To approach this problem, I used Rel to construct relational knowledge graphs for two types of seismic data:

  1. Seismometer metadata, and
  2. Earthquake data.

Seismometer metadata contains information like the geographic locations of seismometers, and their temporal operational extents. On the other hand, earthquake data (or catalogs) record the locations and points in time where earthquakes have happened.

An element of particular interest is the intersection of these two concepts. If a seismometer is operational during an earthquake, it will record the variations in ground motion. This data is valuable for assessing future hazards, and hence is of great scientific interest.

To explore both seismometer and earthquake data, two knowledge graphs can be constructed, with the aim of querying either one, or both, to obtain useful information.

Illustrating earthquake events that intersect with some operational extents of seismometers.
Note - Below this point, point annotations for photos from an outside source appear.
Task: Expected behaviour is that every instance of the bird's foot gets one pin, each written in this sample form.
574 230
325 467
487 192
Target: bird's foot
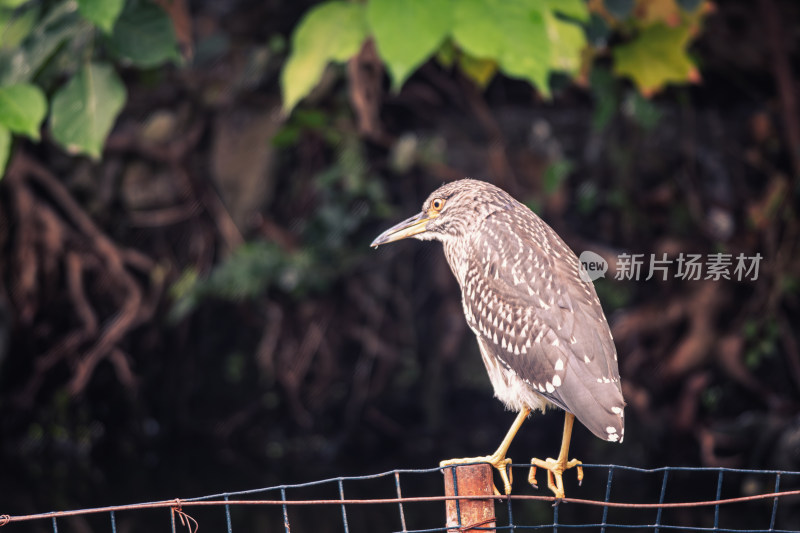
500 462
555 469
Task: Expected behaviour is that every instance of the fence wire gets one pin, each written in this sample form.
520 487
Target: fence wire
613 497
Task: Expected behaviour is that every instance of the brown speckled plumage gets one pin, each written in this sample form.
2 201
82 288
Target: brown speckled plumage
541 330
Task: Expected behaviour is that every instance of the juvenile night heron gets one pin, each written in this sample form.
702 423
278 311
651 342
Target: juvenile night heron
541 330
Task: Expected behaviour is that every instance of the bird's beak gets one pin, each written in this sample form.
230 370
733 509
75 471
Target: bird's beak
407 228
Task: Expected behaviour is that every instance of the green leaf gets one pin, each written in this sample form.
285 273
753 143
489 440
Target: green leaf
567 41
481 71
144 36
22 109
332 31
84 110
21 64
574 9
5 149
656 57
511 31
102 13
15 25
402 52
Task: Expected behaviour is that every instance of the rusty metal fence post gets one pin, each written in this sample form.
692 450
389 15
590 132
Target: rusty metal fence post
468 515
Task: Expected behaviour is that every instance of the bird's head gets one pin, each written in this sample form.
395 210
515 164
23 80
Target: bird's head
450 212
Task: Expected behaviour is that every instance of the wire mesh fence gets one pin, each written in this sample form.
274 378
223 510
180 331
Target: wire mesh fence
612 498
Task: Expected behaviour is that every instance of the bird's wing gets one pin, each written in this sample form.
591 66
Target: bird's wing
524 296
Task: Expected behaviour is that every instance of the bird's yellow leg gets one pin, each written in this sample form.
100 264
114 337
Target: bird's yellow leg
498 458
556 467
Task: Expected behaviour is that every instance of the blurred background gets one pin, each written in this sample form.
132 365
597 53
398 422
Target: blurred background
188 300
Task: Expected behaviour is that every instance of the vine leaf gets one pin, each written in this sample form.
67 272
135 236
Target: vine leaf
84 110
656 57
390 21
5 149
144 36
567 40
511 31
332 31
101 13
22 108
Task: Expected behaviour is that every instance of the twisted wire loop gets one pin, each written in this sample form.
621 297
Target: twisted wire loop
186 520
476 525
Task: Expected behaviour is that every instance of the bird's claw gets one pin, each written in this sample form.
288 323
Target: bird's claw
555 470
498 462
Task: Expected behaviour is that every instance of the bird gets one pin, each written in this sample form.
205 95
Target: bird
540 327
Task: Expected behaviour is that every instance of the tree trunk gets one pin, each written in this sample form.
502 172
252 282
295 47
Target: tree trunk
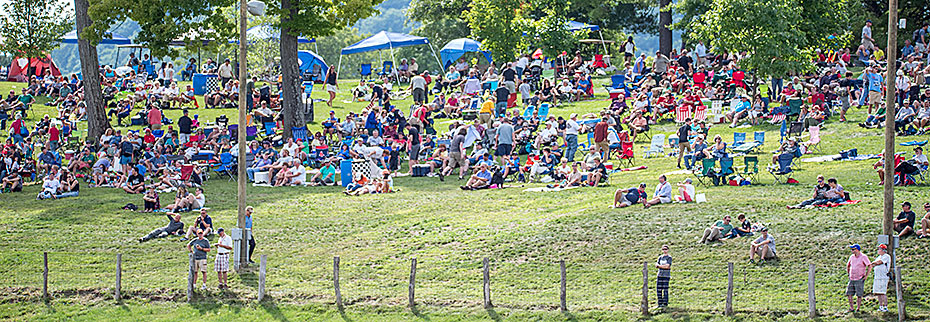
291 103
665 20
97 122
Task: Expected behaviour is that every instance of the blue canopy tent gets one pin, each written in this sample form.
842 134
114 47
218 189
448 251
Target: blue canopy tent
306 62
574 26
385 40
457 47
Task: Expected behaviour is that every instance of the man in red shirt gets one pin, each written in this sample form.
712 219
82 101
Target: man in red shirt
858 267
600 137
154 118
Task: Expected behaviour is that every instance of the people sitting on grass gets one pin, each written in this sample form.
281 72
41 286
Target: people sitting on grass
685 191
203 225
744 228
904 223
717 231
629 196
762 247
174 227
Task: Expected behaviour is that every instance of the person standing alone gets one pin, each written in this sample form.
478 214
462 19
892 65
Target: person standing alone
664 264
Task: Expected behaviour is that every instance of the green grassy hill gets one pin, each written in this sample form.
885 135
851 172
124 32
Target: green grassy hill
449 231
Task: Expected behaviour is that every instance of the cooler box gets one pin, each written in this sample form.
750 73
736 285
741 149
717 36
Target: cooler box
345 168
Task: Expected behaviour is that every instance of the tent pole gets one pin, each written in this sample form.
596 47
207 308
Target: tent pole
602 42
394 66
433 51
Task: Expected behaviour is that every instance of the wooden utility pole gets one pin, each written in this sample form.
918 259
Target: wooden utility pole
892 55
243 251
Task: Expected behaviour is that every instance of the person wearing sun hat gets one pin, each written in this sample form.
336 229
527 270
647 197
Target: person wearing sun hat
858 267
882 267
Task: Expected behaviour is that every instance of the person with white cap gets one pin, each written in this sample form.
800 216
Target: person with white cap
858 267
221 265
882 269
571 136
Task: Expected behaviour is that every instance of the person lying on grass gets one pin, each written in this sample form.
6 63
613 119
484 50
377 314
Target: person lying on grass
717 231
663 193
763 247
479 180
630 196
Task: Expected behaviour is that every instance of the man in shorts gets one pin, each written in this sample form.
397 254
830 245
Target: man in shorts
200 247
221 265
858 267
663 193
628 197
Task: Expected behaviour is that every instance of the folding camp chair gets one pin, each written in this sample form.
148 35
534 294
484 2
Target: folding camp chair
813 144
543 111
752 168
625 153
365 71
682 113
299 133
528 112
656 146
706 173
782 170
227 165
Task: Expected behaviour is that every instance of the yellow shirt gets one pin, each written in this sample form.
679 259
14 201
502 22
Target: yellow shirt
487 107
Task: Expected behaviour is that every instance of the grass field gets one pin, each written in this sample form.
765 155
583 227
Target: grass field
449 231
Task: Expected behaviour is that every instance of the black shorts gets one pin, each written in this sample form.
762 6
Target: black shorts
414 152
503 149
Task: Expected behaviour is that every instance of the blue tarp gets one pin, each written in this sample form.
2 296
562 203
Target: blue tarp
71 38
458 47
575 26
268 32
384 40
307 59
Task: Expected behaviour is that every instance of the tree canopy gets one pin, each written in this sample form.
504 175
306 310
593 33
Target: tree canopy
32 28
778 35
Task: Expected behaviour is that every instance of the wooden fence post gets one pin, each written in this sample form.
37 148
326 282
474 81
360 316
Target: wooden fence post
261 277
45 276
487 284
562 305
811 298
190 277
729 308
644 307
119 275
413 279
336 282
899 293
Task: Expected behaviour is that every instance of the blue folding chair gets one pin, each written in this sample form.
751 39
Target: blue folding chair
226 166
365 71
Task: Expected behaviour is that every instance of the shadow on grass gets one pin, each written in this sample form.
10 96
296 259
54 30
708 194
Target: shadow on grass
493 314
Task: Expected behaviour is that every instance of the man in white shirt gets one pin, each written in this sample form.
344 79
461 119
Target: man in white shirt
221 265
571 136
663 193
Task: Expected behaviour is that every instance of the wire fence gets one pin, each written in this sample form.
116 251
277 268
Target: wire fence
779 286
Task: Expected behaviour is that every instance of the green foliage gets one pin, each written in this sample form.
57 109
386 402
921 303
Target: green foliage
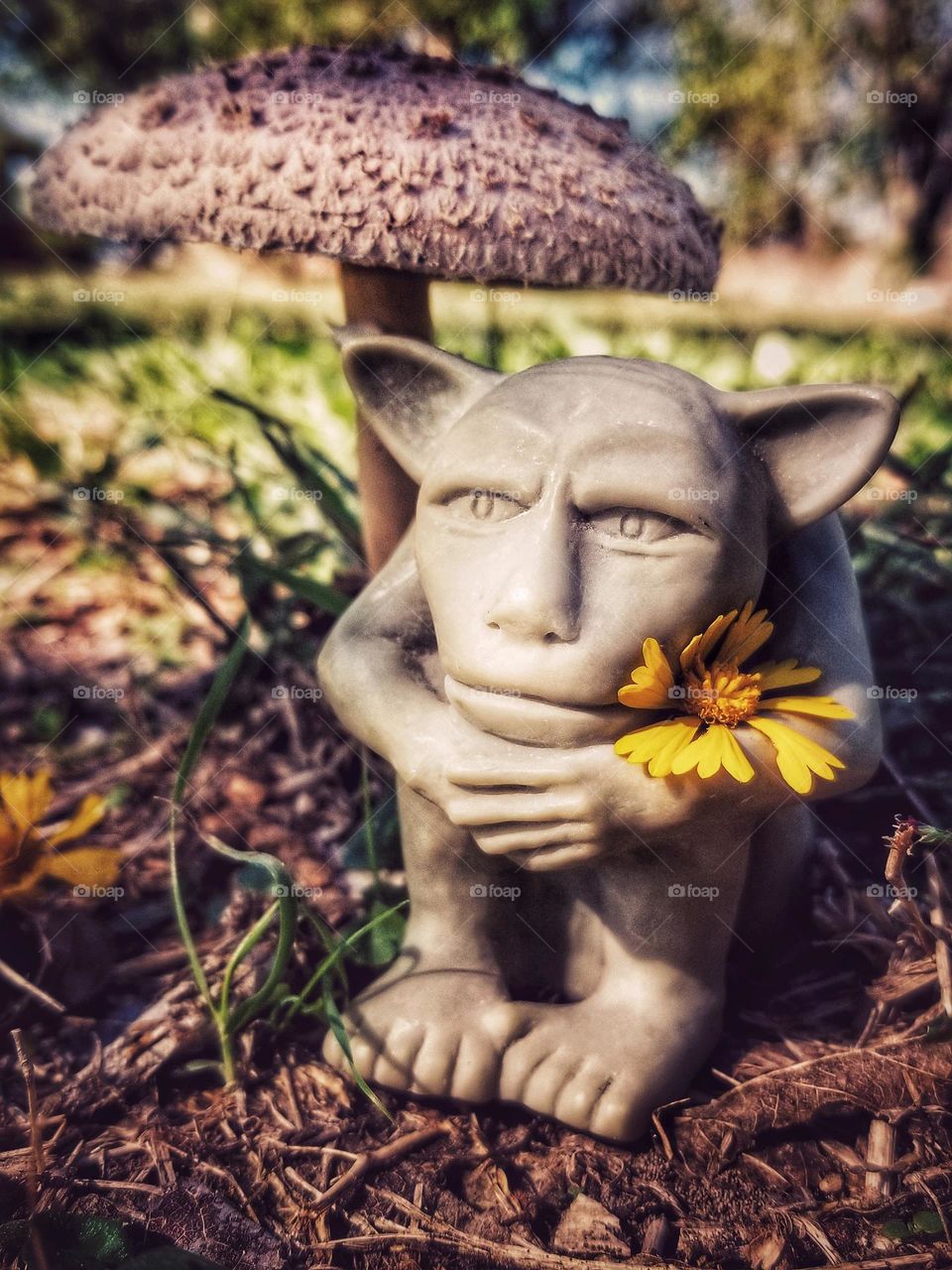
72 1241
Only seismometers A, B, and D were active during the earthquake, and would record valuable data.

Seismic Station Metadata

Seismometer metadata conveys information about the instrument’s position, start and end times, and their organizational structure. An example snippet of this metadata is shown below (collected from IRIS as “stationXML” files, converted into JSON).

{
    "Network": [
    "@code": "AV",
    "Description": "Alaska Volcano Observatory",
    "Station": [
        {
            "@code": "AMKA",
            "Latitude": "51.378682",
            "Longitude": "179.301832",
            "Channel": [
            	{
                	"@code": "BHE",
                	"@locationCode": "00",
                	"@startDate": "2005-10-14T00:00:00.0000",
                	"@endDate": "2018-08-21T00:00:00.0000",
                	"SampleRate": "5E01",
         	       ... other attributes ...

The information is arranged hierarchically. The different types of entities include:

  • Seismic networks, maintained by different institutions. These manage groups of...
  • Seismic stations, at specific geographic locations. Each station contains many seismometers, which are organized into…
  • Channel groups (indicated by a “location code”), usually containing orthogonal triplets of…
  • Seismometer “channels”, which are physical instruments that record ground motion.

Attributes are associated at various levels, for instance, geographic positions are assigned at the station level, whereas the start and end date-times of operational extent are recorded in the channels. Together, the entities and attributes can be visualized in an ORM diagram. From this model, the data can easily be parsed, imported, and formed into entities, values, and relations, all in Rel.

An ORM diagram for seismometer metadata.

One added complexity of the data is that the uniqueness of individual entities are governed by a prescribed set of rules. These rules state that:

  • Networks have unique names, or codes.
  • Stations managed by the same network have unique codes.
  • Different channel groups in the same station have unique location codes.
  • Channels within the same channel group have unique codes.

These conditions can be translated into logic using Rel when constructing entities, and are validated using a built-in language feature: integrity constraints.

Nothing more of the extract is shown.